Portrait-Robot du responsable paie

En premier lieu, nous remarquons sans surprise une forte féminisation de la fonction, puisque 73% des cadres de la paie sont des femmes. Cela confirme la tendance de la fonction RH largement représentée par des femmes.

Des profils expérimentés

  • 69% des professionnels ont plus de 10 ans d’expérience, en gestion de la paie
  • 24% ont entre 5 à 10 ans
  • Seuls 8% ont moins de 5 ans d’expérience.

Les niveaux d’expérience correspondent bien au niveau d’expertise et de technicité exigés par le poste. C’est donc l’ancienneté, qui va de pair avec l’expérience du métier, de situations diverses, la connaissance de la législation, qu’une entreprise valorise pour choisir son responsable paie.

Ce dernier est le garant de la conformité de la paie.
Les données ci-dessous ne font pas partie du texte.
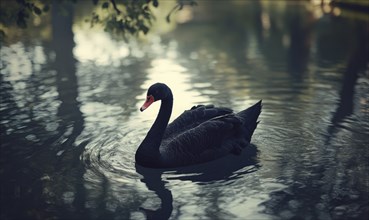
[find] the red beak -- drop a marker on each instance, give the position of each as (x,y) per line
(149,100)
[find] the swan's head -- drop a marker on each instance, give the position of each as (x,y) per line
(158,91)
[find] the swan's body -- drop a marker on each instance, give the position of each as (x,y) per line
(198,135)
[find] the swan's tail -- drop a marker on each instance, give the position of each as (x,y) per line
(249,118)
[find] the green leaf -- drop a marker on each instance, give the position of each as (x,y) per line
(105,5)
(155,3)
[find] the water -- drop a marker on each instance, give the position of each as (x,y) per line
(70,126)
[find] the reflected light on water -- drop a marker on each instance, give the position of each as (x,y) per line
(99,48)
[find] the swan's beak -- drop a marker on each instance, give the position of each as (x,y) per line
(149,100)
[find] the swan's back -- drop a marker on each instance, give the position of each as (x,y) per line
(192,118)
(205,133)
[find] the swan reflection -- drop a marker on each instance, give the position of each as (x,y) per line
(224,170)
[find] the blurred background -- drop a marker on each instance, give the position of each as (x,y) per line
(73,75)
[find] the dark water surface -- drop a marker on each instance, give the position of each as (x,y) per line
(70,123)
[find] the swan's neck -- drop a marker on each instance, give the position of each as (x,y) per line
(157,130)
(148,151)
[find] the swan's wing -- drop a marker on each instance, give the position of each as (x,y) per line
(209,140)
(193,117)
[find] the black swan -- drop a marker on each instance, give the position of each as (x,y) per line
(198,135)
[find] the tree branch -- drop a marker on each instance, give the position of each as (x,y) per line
(115,6)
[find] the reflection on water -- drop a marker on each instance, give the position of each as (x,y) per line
(70,123)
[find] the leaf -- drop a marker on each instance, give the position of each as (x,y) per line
(37,10)
(155,3)
(105,5)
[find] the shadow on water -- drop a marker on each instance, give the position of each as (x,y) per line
(224,169)
(357,63)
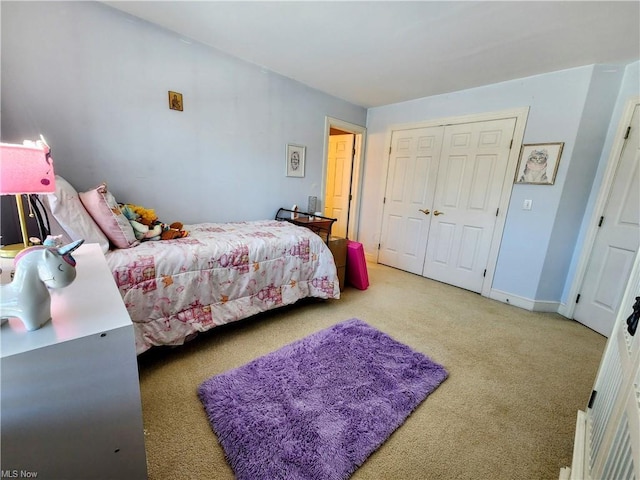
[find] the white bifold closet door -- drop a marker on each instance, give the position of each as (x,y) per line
(608,434)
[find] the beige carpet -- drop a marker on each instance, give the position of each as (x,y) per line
(507,410)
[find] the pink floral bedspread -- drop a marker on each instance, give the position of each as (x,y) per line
(220,273)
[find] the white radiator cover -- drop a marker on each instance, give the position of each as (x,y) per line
(607,442)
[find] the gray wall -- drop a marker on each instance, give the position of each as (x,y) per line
(94,82)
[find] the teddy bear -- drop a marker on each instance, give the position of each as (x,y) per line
(173,231)
(146,225)
(142,230)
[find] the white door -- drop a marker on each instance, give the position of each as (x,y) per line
(616,242)
(411,180)
(338,191)
(612,449)
(471,173)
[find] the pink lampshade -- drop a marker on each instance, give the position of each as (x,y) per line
(26,169)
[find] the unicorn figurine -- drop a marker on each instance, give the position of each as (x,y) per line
(38,269)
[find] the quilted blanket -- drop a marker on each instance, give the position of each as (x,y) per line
(220,273)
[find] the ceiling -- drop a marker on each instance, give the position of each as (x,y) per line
(374,53)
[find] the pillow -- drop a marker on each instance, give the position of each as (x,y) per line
(68,214)
(104,209)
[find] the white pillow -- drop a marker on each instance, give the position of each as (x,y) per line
(68,211)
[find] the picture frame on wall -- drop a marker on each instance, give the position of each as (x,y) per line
(175,101)
(295,160)
(538,163)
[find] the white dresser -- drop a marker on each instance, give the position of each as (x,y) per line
(70,396)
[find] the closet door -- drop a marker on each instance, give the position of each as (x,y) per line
(411,182)
(616,242)
(613,416)
(471,173)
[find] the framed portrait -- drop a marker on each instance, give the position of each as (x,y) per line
(538,163)
(175,101)
(295,160)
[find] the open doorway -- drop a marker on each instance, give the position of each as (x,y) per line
(343,164)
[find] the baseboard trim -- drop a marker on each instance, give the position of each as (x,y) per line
(525,303)
(563,310)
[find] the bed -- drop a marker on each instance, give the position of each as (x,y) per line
(219,273)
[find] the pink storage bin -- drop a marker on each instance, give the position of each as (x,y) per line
(356,266)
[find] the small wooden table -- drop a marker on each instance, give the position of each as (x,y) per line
(317,223)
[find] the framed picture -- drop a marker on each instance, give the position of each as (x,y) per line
(295,160)
(538,163)
(175,101)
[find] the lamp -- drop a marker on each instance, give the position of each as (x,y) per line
(25,169)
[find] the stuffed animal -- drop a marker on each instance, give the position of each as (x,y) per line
(146,216)
(146,225)
(173,231)
(141,230)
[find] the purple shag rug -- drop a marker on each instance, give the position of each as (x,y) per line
(317,408)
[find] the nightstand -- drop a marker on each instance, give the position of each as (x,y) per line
(317,223)
(70,393)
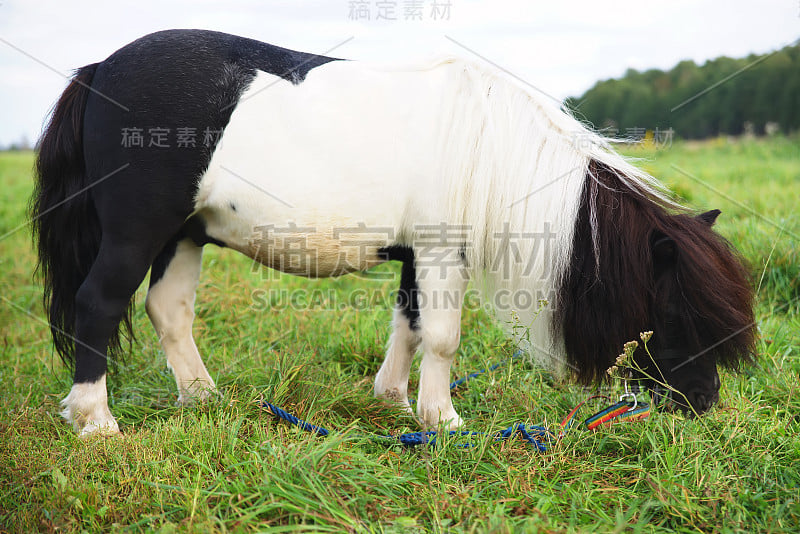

Il joue un rôle de conseil auprès de ses équipes et est le responsable, en dernier recours, de la bonne production des bulletins de salaire et de la juste déclaration des charges sociales.

Des services à taille humaine

Au-delà des missions « classiques » dévolues aux managers, le responsable paie détient un rôle de support technique et de veille juridique et RH auprès de ses collaborateurs.

On constate à travers ce baromètre que la grande majorité des responsables paie encadre une petite équipe :

  • 60% des responsables paie management moins de 4 collaborateurs
  • 30% des responsables paie managent entre 5 et 10 collaborateurs
  • 10% encadre une équipe composée de plus de 10 collaborateurs

Parmi les responsables paie manageant moins de 4 collaborateurs, il faudrait distinguer les managers intermédiaires, appartenant à des services paie de grands groupes et ayant au-dessus un directeur paie, et les responsables paie de PME. Leur métier est bien différent ; les managers paie intermédiaires ayant généralement beaucoup de libertés et de responsabilités que les responsables paie de PME.

Majoritairement des Bac+2/3

On constate que 45% des responsables paie détiennent un diplôme BAC+2/3. C’est davantage que ceux qui ont été jusqu’à un bac+4/5 (39%). Et ce, malgré une claire augmentation du niveau de diplôme des professionnels de la paie ces dernières années, lié notamment aux nouvelles nécessités d’un métier devenant de plus en plus complexe.

Ces données démontrent que l’expérience est plus importante que le niveau de diplôme pour accéder au titre de responsable paie.

Les formations courtes tel que le BTS comptabilité gestion, éventuellement complété par un DU de gestionnaire de paie sont plébiscitées par les candidats comme les employeurs puisqu’elles permettent une employabilité dès l’obtention du diplôme et une opérationnalité immédiate.

Ils travaillent majoritairement dans de grands groupes

51% des responsables paie exercent au sein de grands groupes français et internationaux. Si l’on ajoute à ce nombre ceux qui exercent en PME, 62% des managers paie exercent leur profession au sein d’entreprise.

Seuls 13% des managers paie exercent en prestation de service (cabinets d’expertise comptable et sociétés de conseil SIRH).

Enfin, 25% des responsables paies ont un profil « hybride », avec en général un passage par un cabinet d’expertise comptable, réputé être la meilleure école, puis une évolution vers un service RH interne d’une entreprise.

Une rémunération attractive

Bonne nouvelle, la tendance à la hausse se poursuit pour cette fonction qui ne connait pas la crise. La pénurie des talents tire les rémunérations à la hausse. Un manager paie gagne en moyenne 46 K€/ an.

1-Rémunération nationale

2-  Rémunération nationale vs province

Un manager paie parisien gagne 20% de plus qu’un homologue provincial, ce qui est conforme aux différences constatées sur d’autres métiers.

41% des responsables paie ne parlent pas du tout anglais

Alors que de plus en plus de sociétés se tournent vers l’international, on constate dans le même temps que peu de responsable paie maitrisent l’anglais.

Ils ne sont que 22% à détenir un très bon niveau d’anglais, contre 37% avec un niveau « intermédiaire » (généralement il s’agit de collaborateurs capables de lire et de correspondre par email mais pas par oral) et 41% avec un niveau « débutant ».